How frequently does failure occur?
How resilient are you to failure conditions?

For example, elite DevOps performers should be able to deploy new code on-demand (multiple times per day). Changes should take under an hour to review and merge to production, and failures should occur less than 15% of the time. When failures do occur, elite teams should be able to respond and restore service within an hour, even for the most complex scenarios.

At the highest possible level, operational excellence means continually optimizing for the speed, scale, and reliability of your infrastructure, as well as the teams and operational processes necessary to support that infrastructure.

No-Code Automation Reduces DevOps Complexity

There’s an enormous amount of complexity and manual effort required for DevOps, SecOps, and FinOps to manage an enterprise-scale cloud application today.

Your average platform or DevOps team likely operates, at a minimum:

One or more public clouds
Code repository
Database(s)
Authentication service
Observability tool(s)
Security monitoring tool(s)
Incident management system(s)
Mobile device management platform

Every one of these tools comes with its own API, documentation, vocabulary, and required developer skills. That’s why it’s no longer sustainable for organizations to rely solely on cloud engineers to create and maintain operational workflows. The platforms are too numerous, and there are too few skilled cloud engineers to implement all the specialized workflows needed to maintain modern cloud infrastructure. Even for the most elite cloud engineering teams, countless hours are still wasted on redundant integration efforts or manually creating one-off workflows.

Even if you ignore the security and operations nightmare that creates, it still doesn’t make sense for valuable DevOps, SecOps, and FinOps to waste time rebuilding the same scripts used by every other organization. By adopting a no-code automation platform like Blink, cloud operations teams can take advantage of existing integrations with popular cloud tools and APIs.

No-code/low-code automation platforms give teams a unified system-of-action for all their workflows, with cloud and security best practices already built-in. This removes much of the manual effort, freeing cloud engineers to create automations that address everyday business challenges like infrastructure management, incident response, cost optimization processes and more. Furthermore, having a centralized platform for cloud operations makes it possible to expose operational workflows as self-service automations for development and business teams.
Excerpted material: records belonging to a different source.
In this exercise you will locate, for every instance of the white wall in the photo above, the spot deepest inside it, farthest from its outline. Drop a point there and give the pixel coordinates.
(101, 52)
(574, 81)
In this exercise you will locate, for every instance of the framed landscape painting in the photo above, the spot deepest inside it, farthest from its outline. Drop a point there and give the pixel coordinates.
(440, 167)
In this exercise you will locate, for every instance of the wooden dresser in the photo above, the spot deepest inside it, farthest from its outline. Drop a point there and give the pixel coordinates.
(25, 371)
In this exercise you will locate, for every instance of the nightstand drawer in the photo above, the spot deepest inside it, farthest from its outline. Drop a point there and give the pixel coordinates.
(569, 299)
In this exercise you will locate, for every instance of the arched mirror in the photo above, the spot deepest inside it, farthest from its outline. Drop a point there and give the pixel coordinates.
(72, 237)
Next: Operational Excellence in DevOps, SecOps, and FinOps

In our next three posts, we’ll explore operational excellence within the context of DevOps, SecOps, and FinOps, individually. We’ll cover concrete workflows that cloud operations teams are responsible for, and discuss how no-code automation can enable unprecedented efficiencies, security control, and cost savings.

Try Blink today

Blink enables DevOps, SecOps, and FinOps to achieve operational excellence by making it easy to create automated workflows across the cloud platforms and services they use every day. The impact of adopting a no-code automation platform like Blink is happier, more productive development teams and more reliable, resilient cloud operations.

The best part? The no-code future for cloud operations is available today. Sign up to create a Blink account.

Top comments (2)

Brad Johnson • Nov 1 '22

@lnxchk I'm really hoping for your feedback on this blog post I helped write.
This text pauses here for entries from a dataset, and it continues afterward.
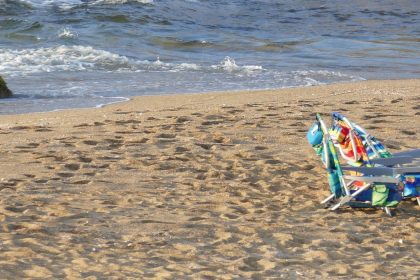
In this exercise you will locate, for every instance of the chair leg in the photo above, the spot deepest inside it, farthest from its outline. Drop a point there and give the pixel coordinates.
(328, 199)
(388, 211)
(348, 198)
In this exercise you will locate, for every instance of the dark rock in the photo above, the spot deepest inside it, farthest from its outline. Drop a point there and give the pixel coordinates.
(4, 90)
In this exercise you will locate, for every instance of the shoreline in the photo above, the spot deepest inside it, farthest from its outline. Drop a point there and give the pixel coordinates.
(213, 185)
(131, 98)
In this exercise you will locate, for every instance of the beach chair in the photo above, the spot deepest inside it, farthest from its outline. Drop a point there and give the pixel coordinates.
(355, 189)
(359, 148)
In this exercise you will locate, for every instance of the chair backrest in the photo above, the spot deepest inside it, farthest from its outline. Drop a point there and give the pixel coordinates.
(320, 140)
(348, 141)
(373, 147)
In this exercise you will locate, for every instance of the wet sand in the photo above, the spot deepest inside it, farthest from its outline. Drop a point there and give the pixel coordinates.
(210, 186)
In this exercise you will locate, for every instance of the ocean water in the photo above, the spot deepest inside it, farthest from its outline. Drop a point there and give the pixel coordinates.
(86, 53)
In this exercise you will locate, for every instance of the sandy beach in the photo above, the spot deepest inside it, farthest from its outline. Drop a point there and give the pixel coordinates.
(204, 186)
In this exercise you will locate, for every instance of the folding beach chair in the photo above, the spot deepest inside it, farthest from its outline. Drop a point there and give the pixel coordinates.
(355, 190)
(360, 148)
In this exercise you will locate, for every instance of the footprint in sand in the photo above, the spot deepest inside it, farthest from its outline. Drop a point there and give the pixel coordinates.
(90, 142)
(72, 166)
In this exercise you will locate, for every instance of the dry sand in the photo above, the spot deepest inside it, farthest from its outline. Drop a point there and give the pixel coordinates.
(211, 186)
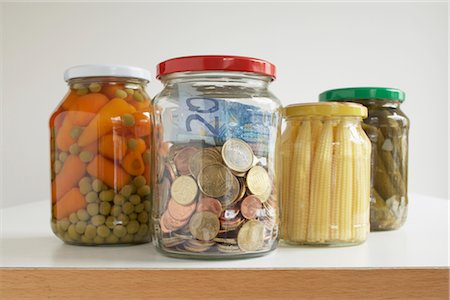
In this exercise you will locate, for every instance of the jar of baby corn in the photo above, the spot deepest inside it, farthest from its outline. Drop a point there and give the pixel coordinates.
(326, 175)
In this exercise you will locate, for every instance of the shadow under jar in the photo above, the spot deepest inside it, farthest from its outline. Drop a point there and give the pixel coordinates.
(326, 175)
(387, 127)
(100, 157)
(216, 192)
Has the definition of "operational excellence" changed in the last few years as teams started relying on more cloud-native tools?
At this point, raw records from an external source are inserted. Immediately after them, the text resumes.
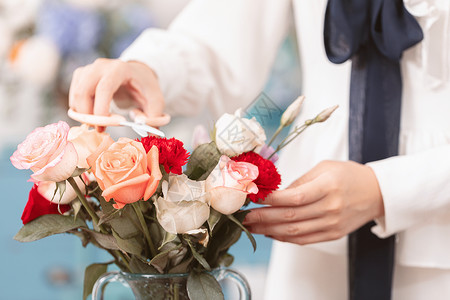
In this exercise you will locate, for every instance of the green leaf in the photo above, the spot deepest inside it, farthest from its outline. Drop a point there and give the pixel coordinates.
(201, 286)
(127, 224)
(108, 217)
(202, 161)
(105, 241)
(214, 218)
(249, 235)
(91, 274)
(129, 245)
(161, 260)
(168, 237)
(226, 260)
(84, 236)
(47, 225)
(182, 267)
(78, 171)
(198, 256)
(139, 266)
(76, 206)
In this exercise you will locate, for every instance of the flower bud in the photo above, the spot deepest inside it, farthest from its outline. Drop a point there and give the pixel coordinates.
(325, 114)
(291, 113)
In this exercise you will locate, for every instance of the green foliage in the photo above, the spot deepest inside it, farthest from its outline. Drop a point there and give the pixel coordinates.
(91, 274)
(203, 286)
(47, 225)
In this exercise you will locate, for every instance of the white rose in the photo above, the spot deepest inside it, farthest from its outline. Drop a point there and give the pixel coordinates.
(184, 207)
(236, 135)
What do you think @cloudyadvice? Have you noticed this shift at work?

Mandi Walls • Nov 4 '22

Hi @johnson_brad! Nice explainer.

I don't think the strategic definition has changed; the focus is still reliability and delivering the best customer experience. Users don't really care how we get there. :)

But teams definitely don't have the time to deal with every dial and setting in every tool they have to use. I open my Okta some days and I feel like I don't know what half of those apps are. There's just so much stuff. Anything that makes the job easier without sacrificing accountability and reliability is important!